Si vive attualmente una situazione delicata, conseguenza dell’accordo siglato nel 2018 tra le due nazioni. Quella che si sperava potesse essere un’intesa in grado di garantire pace e sviluppo alla regione, si sta infatti trasformando in un incubo per molti eritrei che non possono rientrare in patria, pena l’incarcerazione.     

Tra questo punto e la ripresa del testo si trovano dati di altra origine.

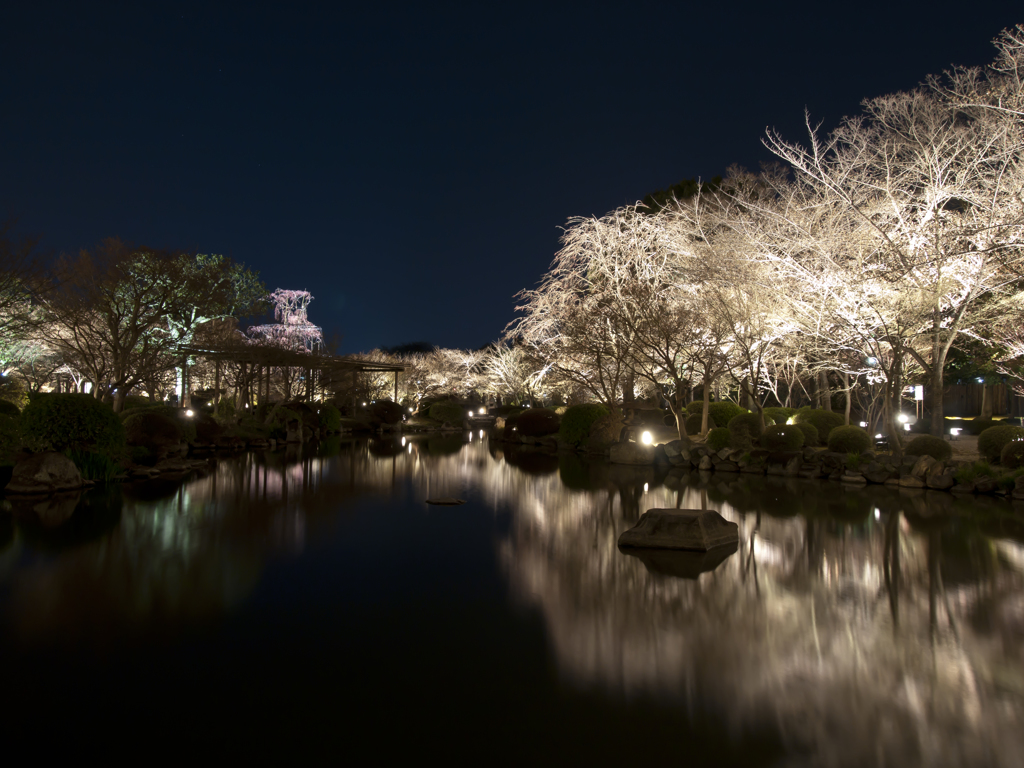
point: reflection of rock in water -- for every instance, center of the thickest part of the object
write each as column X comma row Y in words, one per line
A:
column 386, row 446
column 58, row 523
column 795, row 631
column 443, row 444
column 532, row 461
column 48, row 512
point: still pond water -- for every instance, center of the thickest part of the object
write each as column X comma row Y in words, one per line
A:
column 309, row 603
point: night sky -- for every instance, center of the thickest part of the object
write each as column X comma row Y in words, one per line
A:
column 411, row 165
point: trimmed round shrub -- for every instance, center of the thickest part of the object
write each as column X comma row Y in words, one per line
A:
column 823, row 421
column 693, row 422
column 991, row 441
column 778, row 415
column 849, row 440
column 604, row 431
column 448, row 412
column 810, row 433
column 782, row 437
column 718, row 438
column 147, row 427
column 537, row 422
column 64, row 421
column 927, row 444
column 979, row 425
column 330, row 417
column 745, row 424
column 723, row 412
column 1012, row 456
column 576, row 424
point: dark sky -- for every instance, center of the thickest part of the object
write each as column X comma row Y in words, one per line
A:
column 411, row 165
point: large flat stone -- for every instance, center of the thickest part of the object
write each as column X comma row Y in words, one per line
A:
column 693, row 529
column 43, row 474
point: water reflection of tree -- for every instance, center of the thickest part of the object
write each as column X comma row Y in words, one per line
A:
column 836, row 625
column 868, row 625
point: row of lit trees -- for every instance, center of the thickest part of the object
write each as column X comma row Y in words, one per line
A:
column 117, row 317
column 865, row 257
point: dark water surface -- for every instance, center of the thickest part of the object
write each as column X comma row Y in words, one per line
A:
column 310, row 604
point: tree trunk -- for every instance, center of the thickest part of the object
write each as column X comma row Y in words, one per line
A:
column 185, row 384
column 987, row 408
column 849, row 397
column 707, row 408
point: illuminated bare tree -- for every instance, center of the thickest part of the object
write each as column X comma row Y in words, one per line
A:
column 934, row 187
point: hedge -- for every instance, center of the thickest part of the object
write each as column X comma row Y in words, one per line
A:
column 823, row 421
column 927, row 444
column 782, row 437
column 576, row 424
column 64, row 421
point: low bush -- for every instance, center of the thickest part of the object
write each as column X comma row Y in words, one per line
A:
column 538, row 422
column 778, row 415
column 723, row 411
column 810, row 433
column 979, row 425
column 849, row 439
column 576, row 424
column 136, row 400
column 94, row 465
column 748, row 423
column 823, row 421
column 990, row 441
column 448, row 412
column 330, row 418
column 693, row 422
column 782, row 437
column 927, row 444
column 718, row 438
column 604, row 432
column 1012, row 456
column 147, row 427
column 971, row 472
column 61, row 422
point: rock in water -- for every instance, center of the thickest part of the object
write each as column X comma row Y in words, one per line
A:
column 44, row 474
column 694, row 529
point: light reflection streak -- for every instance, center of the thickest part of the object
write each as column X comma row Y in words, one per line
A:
column 841, row 626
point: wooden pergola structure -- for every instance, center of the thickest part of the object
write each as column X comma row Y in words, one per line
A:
column 258, row 360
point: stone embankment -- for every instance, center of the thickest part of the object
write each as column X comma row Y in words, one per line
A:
column 866, row 468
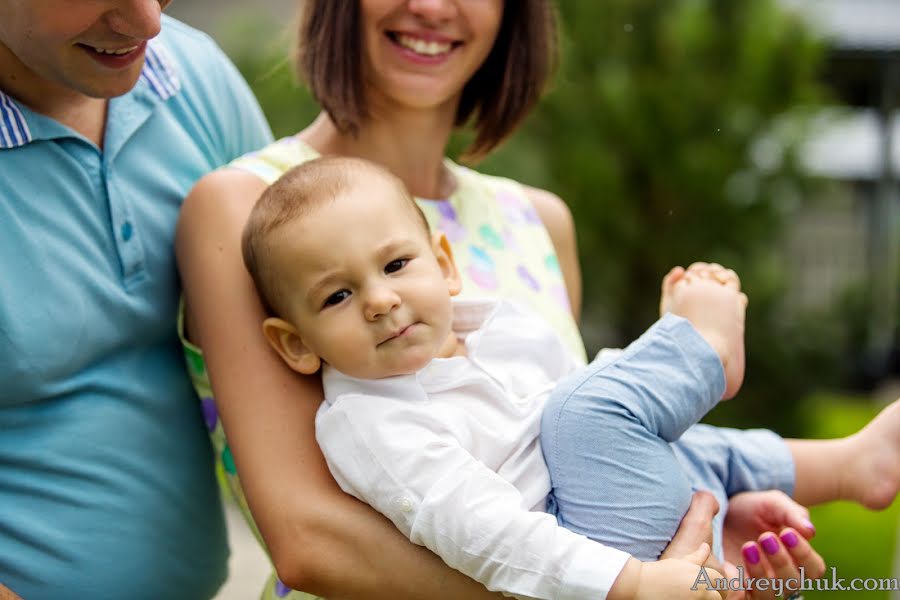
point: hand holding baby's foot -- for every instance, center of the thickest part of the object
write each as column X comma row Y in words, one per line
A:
column 873, row 477
column 709, row 296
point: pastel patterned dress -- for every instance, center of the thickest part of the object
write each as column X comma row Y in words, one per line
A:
column 501, row 249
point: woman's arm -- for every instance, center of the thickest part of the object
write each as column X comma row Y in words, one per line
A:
column 557, row 218
column 320, row 539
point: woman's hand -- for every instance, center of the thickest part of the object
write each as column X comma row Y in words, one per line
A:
column 766, row 533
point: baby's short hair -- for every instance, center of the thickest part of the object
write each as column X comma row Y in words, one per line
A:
column 294, row 195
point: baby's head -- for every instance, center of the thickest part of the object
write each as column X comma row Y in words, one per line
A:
column 349, row 272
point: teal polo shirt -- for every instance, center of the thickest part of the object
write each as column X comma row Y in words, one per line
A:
column 107, row 488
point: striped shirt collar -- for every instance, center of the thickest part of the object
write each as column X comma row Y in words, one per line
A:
column 159, row 73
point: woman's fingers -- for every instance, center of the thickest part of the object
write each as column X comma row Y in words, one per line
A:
column 695, row 528
column 755, row 568
column 802, row 553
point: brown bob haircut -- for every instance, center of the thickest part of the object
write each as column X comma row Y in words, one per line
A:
column 496, row 99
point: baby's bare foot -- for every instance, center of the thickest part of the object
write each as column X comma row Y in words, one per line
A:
column 873, row 477
column 712, row 302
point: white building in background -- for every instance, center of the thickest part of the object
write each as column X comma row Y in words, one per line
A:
column 834, row 246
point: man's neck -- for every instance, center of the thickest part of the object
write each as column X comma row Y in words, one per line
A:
column 80, row 113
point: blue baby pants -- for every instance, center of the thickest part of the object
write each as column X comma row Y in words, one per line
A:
column 625, row 453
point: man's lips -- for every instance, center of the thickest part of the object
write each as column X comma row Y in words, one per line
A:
column 114, row 56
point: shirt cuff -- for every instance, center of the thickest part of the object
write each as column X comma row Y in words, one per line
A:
column 593, row 571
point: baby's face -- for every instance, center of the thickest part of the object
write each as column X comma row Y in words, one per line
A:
column 366, row 290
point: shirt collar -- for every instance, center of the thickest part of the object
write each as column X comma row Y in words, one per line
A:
column 159, row 73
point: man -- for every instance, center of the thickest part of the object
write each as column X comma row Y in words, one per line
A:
column 106, row 484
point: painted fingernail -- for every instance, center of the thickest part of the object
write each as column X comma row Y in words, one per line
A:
column 789, row 538
column 769, row 544
column 750, row 554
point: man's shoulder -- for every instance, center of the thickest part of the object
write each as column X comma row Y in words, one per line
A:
column 193, row 52
column 178, row 36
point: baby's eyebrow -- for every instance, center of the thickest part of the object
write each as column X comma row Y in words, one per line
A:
column 317, row 288
column 392, row 246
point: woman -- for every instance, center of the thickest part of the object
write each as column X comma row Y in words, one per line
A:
column 395, row 77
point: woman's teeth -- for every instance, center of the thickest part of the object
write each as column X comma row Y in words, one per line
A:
column 118, row 52
column 423, row 47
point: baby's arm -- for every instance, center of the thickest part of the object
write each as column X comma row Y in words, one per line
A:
column 710, row 297
column 441, row 497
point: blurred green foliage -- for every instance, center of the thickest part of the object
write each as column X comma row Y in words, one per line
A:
column 855, row 541
column 671, row 132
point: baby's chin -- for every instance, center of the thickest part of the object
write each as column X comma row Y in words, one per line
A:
column 408, row 364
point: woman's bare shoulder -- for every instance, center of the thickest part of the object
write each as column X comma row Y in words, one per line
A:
column 218, row 205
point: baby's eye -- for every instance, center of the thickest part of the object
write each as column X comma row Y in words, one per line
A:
column 336, row 298
column 395, row 265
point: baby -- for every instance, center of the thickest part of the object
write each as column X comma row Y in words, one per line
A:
column 433, row 406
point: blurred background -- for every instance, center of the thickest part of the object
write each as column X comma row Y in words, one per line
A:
column 762, row 134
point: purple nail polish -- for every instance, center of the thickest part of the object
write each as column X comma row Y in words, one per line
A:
column 769, row 544
column 789, row 538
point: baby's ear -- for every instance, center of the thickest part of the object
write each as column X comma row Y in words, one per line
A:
column 444, row 254
column 283, row 337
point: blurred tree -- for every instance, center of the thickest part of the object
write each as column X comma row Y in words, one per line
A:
column 667, row 133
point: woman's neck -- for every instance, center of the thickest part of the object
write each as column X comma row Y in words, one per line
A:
column 411, row 145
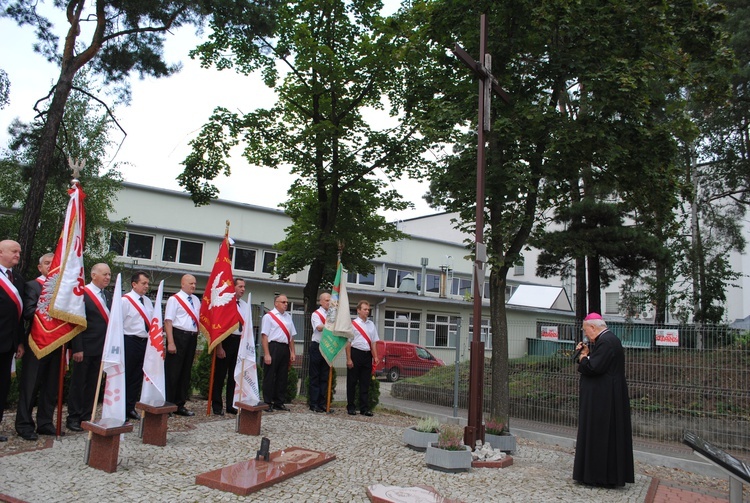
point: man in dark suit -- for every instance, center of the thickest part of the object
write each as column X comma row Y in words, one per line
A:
column 39, row 378
column 11, row 310
column 87, row 348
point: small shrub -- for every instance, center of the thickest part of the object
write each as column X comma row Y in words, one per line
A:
column 291, row 385
column 428, row 425
column 373, row 396
column 451, row 438
column 201, row 371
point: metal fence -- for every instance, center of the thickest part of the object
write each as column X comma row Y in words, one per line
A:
column 702, row 384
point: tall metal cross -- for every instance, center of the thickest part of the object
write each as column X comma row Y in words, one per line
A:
column 487, row 84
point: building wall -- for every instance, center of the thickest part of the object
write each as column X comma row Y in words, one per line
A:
column 165, row 216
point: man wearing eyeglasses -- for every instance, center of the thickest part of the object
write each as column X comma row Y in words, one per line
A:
column 277, row 338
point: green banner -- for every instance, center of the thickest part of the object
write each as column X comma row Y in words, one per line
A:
column 338, row 329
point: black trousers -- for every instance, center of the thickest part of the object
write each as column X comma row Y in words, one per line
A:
column 83, row 380
column 318, row 377
column 38, row 385
column 135, row 351
column 6, row 360
column 275, row 376
column 224, row 371
column 360, row 373
column 178, row 366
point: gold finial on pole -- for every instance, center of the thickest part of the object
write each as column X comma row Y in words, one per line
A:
column 77, row 167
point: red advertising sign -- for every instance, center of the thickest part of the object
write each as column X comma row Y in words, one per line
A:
column 667, row 337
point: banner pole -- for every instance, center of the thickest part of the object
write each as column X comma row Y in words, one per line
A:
column 211, row 383
column 330, row 378
column 60, row 384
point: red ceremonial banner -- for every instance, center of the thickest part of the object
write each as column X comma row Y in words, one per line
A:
column 219, row 316
column 60, row 313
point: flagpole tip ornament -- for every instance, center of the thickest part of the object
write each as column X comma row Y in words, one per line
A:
column 77, row 167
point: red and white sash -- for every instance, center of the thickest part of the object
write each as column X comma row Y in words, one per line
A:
column 188, row 310
column 97, row 300
column 140, row 310
column 12, row 292
column 283, row 327
column 362, row 332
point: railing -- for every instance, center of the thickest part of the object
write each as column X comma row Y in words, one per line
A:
column 701, row 385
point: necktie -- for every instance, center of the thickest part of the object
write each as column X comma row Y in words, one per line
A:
column 148, row 329
column 238, row 308
column 190, row 300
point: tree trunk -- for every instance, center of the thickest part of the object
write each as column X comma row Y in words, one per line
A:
column 310, row 292
column 581, row 288
column 595, row 296
column 43, row 164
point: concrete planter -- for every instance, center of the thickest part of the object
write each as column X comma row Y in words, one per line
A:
column 505, row 443
column 418, row 440
column 447, row 461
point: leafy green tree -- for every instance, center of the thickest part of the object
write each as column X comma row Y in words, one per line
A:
column 113, row 39
column 84, row 135
column 341, row 62
column 583, row 78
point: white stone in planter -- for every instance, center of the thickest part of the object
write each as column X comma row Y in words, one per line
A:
column 505, row 443
column 418, row 440
column 449, row 461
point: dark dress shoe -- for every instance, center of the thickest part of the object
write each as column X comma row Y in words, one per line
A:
column 74, row 426
column 47, row 430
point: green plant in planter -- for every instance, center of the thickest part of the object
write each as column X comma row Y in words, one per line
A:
column 451, row 438
column 428, row 425
column 495, row 426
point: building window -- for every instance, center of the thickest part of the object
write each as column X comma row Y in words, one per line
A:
column 361, row 279
column 612, row 302
column 485, row 334
column 269, row 262
column 460, row 286
column 441, row 330
column 402, row 326
column 242, row 258
column 182, row 251
column 433, row 283
column 130, row 244
column 394, row 277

Affamati ed esposti agli abusi

“Questa situazione e la chiusura di uno dei quattro campi profughi che ospita oltre 15.000 persone – spiega abba Mussie – ha prodotto molti profughi urbani senza nessuna forma di tutela senza diritti. Nel Tigrai (la regione settentrionale confinante con l’Eritrea) vagano migliaia di eritrei spesso ridotti alla fame, esposti a ogni forma di sfruttamento e abusi. Le persone più vulnerabili sono donne e minori, soprattutto minori non accompagnati molti abbandonati a sé stessi, con il rischio di finire vittime di predatori sessuali, riduzione a schiavitù lavorativo”.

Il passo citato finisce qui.